The headlines all say that North Korea's successful missile launch today brings them one step closer to a nuclear missile, but there are plenty -- plenty -- more steps to take before they get there.
Pictured: Scientists and technicians at the General Satellite Control and Command Center on the outskirts of Pyongyang watch the launch of the Unha-3 rocket from a launch site on the west coast, in the village of Tongchang-ri.
The DPRK launched a two-stage rocket that traveled about 1,600 miles before deploying what its official state news agency enthusiastically called a "satellite" that "successfully entered its preset orbit." That's a significant step for a country dreaming of frightening the globe with a fleet of ballistic missiles -- even the South Koreans haven't put anything in orbit by themselves yet -- but it's still a far cry from being able to deliver a working nuclear weapon to enemy territory like, say, the West Coast of the United States. There are still a lot of very complex technical hurdles to overcome.
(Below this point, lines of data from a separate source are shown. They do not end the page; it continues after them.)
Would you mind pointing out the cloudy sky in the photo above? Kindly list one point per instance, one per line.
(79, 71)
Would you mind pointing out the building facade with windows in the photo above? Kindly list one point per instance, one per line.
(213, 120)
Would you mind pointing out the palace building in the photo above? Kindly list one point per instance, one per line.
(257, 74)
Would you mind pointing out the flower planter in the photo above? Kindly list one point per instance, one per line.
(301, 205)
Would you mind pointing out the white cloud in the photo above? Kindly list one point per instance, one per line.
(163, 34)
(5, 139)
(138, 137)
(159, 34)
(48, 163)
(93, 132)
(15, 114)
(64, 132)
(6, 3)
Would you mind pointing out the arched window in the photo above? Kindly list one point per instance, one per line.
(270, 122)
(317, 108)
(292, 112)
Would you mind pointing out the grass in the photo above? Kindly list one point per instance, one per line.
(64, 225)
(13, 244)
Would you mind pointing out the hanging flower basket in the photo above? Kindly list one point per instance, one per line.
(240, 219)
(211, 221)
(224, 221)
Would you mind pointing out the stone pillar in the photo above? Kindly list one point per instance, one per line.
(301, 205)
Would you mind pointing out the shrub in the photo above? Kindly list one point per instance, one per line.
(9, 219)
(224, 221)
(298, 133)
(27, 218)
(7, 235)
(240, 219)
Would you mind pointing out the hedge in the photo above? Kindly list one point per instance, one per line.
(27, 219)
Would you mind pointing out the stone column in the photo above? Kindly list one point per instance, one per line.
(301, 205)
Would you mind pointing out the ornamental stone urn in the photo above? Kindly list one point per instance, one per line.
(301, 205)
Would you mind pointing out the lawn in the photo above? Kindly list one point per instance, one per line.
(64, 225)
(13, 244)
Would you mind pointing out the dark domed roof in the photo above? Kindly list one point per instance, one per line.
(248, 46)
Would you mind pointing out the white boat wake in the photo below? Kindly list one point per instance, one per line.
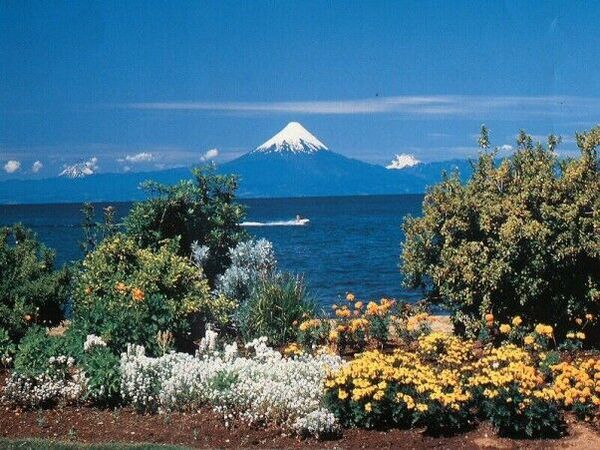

For starters, the missile they launched today might have technically reached space (although Secretary of Defense Leon Panetta is disputing that), but it certainly didn't come back. In order to threaten the U.S. (or most other parts of the world), North Korea's projectile needs to be able to survive re-entry intact, David Sanger explains in The New York Times -- and that's a trick the North Koreans have yet to even attempt. It also had no target. Every missile they've fired has either exploded or fallen randomly into the sea. There's no indication that they have the guidance capabilities to hit any specific place with any amount of accuracy. Not that they would need much to hit South Korea or Japan, but that's the other point: North Korea already has weapons that can reach their two biggest rivals, so on that score, today's test doesn't change anything.
Despite the fears of swapping out a harmless payload for a weapon of mass destruction, it's unlikely that the Unha-3 rocket they fired today could even carry one. The satellite that was launched into space weighed only 220 pounds, according to The Times, one-tenth the size of an average nuclear warhead.